In December 2013, the American Studies Association (ASA) voted to endorse the academic boycott of Israeli academic institutions. This decision is perhaps the largest victory of the boycott, divestment, and sanctions (BDS) movement in the United States, and it has provoked a major backlash by university officials and politicians.

Urgent action is needed to show support for the ASA and other scholarly organizations that have voted to respect the boycott (the Association for Asian American Studies and the Native American and Indigenous Studies Association) or have begun to discuss BDS and passed other measures criticizing Israel (the Modern Language Association).

Here are 5 ways to stand with these organizations currently facing intense attack:

1. Sign and share this petition thanking the American Studies Association for its principled decision and condemning the harassment and intimidation of ASA members and this petition calling on the Executive Committee of the Modern Language Association (MLA) to make a statement against intimidation and reprisals for social activism on Palestine.

2. Monitor the media for recent articles condemning these organizations and write letters to the editor in support of the academic boycott and denouncing attacks. (Past articles attacking the ASA and MLA have been published in the NY Post 1-3-14, NY Times 1-5-14 and WSJ 1-8-14.)  Letters should be polite and short (150 words maximum) and optimally submitted within 1 to 4 days of the article’s publication.
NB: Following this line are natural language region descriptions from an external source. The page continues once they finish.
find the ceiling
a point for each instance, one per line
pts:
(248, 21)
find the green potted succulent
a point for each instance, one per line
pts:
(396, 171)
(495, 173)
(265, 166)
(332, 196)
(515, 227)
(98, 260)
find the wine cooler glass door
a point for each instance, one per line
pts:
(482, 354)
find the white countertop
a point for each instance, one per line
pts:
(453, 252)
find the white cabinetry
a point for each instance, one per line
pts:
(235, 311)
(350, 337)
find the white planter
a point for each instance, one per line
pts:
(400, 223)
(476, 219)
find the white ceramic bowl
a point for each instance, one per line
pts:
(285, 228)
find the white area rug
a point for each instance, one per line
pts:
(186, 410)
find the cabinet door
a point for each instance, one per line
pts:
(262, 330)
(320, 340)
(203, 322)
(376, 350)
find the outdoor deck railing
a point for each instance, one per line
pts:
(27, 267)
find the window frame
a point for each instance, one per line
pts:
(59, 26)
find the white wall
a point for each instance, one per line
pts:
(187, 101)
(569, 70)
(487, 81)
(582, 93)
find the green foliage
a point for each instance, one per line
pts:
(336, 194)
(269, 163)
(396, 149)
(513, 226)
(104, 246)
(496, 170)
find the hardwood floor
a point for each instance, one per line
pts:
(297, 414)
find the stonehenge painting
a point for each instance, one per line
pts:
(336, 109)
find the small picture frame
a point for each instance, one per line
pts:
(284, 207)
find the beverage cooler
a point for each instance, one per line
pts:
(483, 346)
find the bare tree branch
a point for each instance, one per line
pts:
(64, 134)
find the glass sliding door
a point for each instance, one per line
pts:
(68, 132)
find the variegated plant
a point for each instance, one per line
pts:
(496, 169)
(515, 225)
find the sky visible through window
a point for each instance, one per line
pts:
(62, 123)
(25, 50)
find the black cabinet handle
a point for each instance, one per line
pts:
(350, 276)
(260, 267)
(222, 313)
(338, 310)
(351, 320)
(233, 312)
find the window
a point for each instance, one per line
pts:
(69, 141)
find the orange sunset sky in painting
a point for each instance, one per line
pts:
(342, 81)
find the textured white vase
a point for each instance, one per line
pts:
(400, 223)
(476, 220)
They should include your name, address, and phone number. For further information about the ASA boycott resolution, including replies to many of the attacks, see USACBI’s round-up of writing on the resolution and the PACBI website. Have more to say that can’t fit in a letter to the editor? Consider writing an op-ed (approximately 700 words). If you’d like assistance contacting media to run the op-ed, email us at info@adalahny.org.
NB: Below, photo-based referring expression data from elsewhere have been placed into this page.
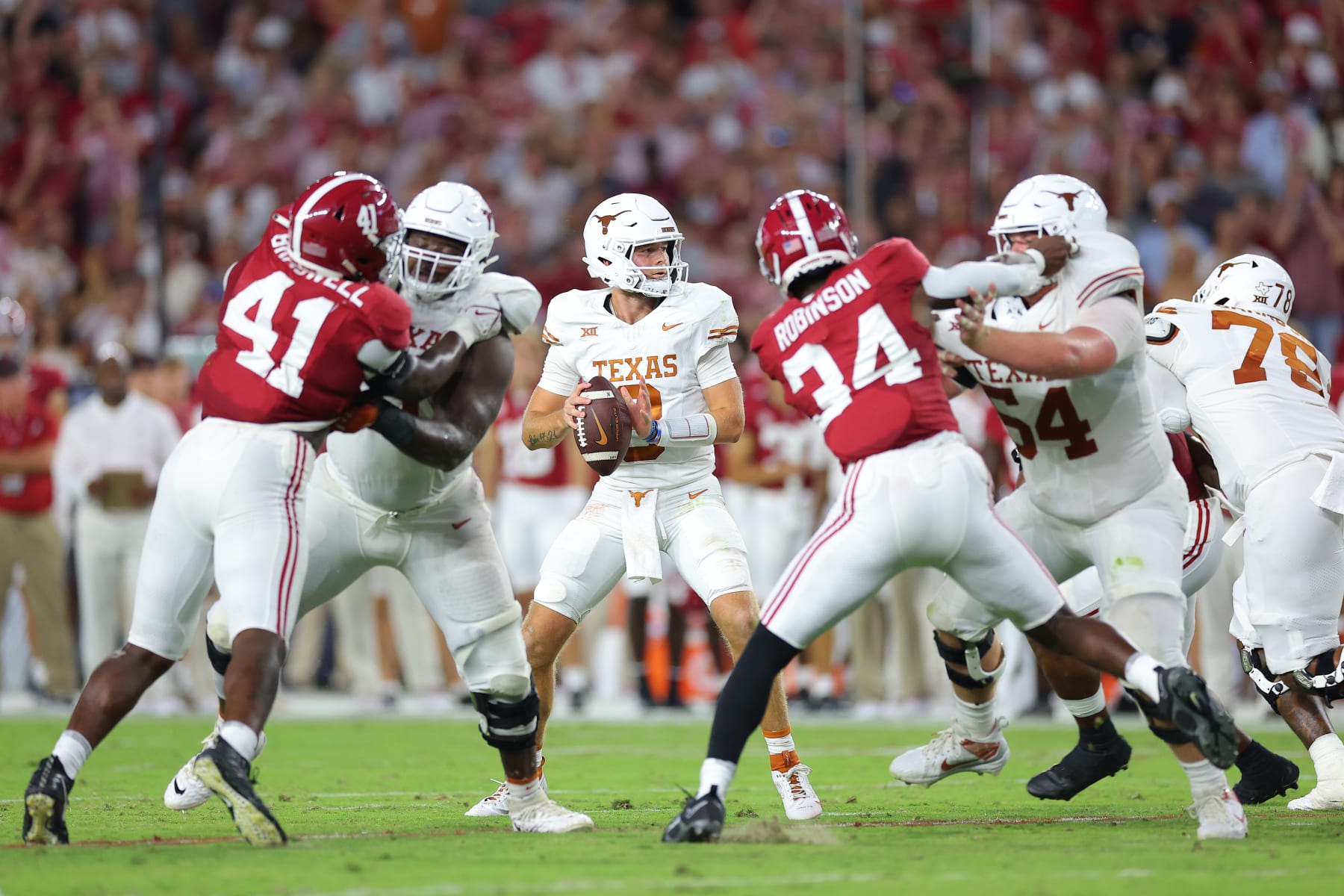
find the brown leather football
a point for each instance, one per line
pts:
(605, 429)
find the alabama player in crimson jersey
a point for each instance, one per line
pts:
(855, 358)
(304, 324)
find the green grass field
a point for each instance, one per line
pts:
(376, 808)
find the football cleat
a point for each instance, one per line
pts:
(497, 802)
(949, 753)
(800, 800)
(1273, 777)
(1198, 715)
(186, 791)
(544, 815)
(700, 821)
(1327, 794)
(1081, 768)
(225, 771)
(45, 805)
(1221, 817)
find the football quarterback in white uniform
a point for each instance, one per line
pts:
(665, 341)
(1229, 366)
(402, 492)
(1066, 371)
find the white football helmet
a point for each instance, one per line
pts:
(1254, 282)
(1048, 206)
(612, 233)
(455, 211)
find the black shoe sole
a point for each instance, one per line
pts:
(1201, 718)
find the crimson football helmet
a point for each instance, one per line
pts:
(800, 233)
(342, 226)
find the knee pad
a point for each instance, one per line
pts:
(1149, 709)
(1254, 667)
(971, 656)
(1322, 676)
(508, 724)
3. Call your NY representatives and tell them to keep their hands off academic freedom. Politicians are threatening to defund organizations that support the boycott and even universities that maintain ties with these scholarly organizations. New York State Assembly Speaker Sheldon Silver has proposed a bill that would prohibit the use of state aid to support organizations that “promote discriminatory boycotts.” New York State Senator Jeffrey Klein and Assemblyman Dov Hikind plan to propose a bill that would end state funding and bonding privileges for public or private schools that don’t withdraw support for the ASA within 30 days.

4. Are you a student, faculty, staff, or alumnus of a university or college whose administration has denounced or severed ties with the ASA and other scholarly associations supporting the boycott?  Write to university officials, write an op-ed in the university’s newspaper, and organize in your networks to raise awareness and act collectively to pressure administrators to respect departmental autonomy and the academic freedom of faculty. Participate in this year’s Israeli Apartheid Week (February 24 – March 2) and hold an event on academic boycott and academic freedom.

5. Become a member of the ASA and, if you are faculty, encourage your department to join as an institutional member.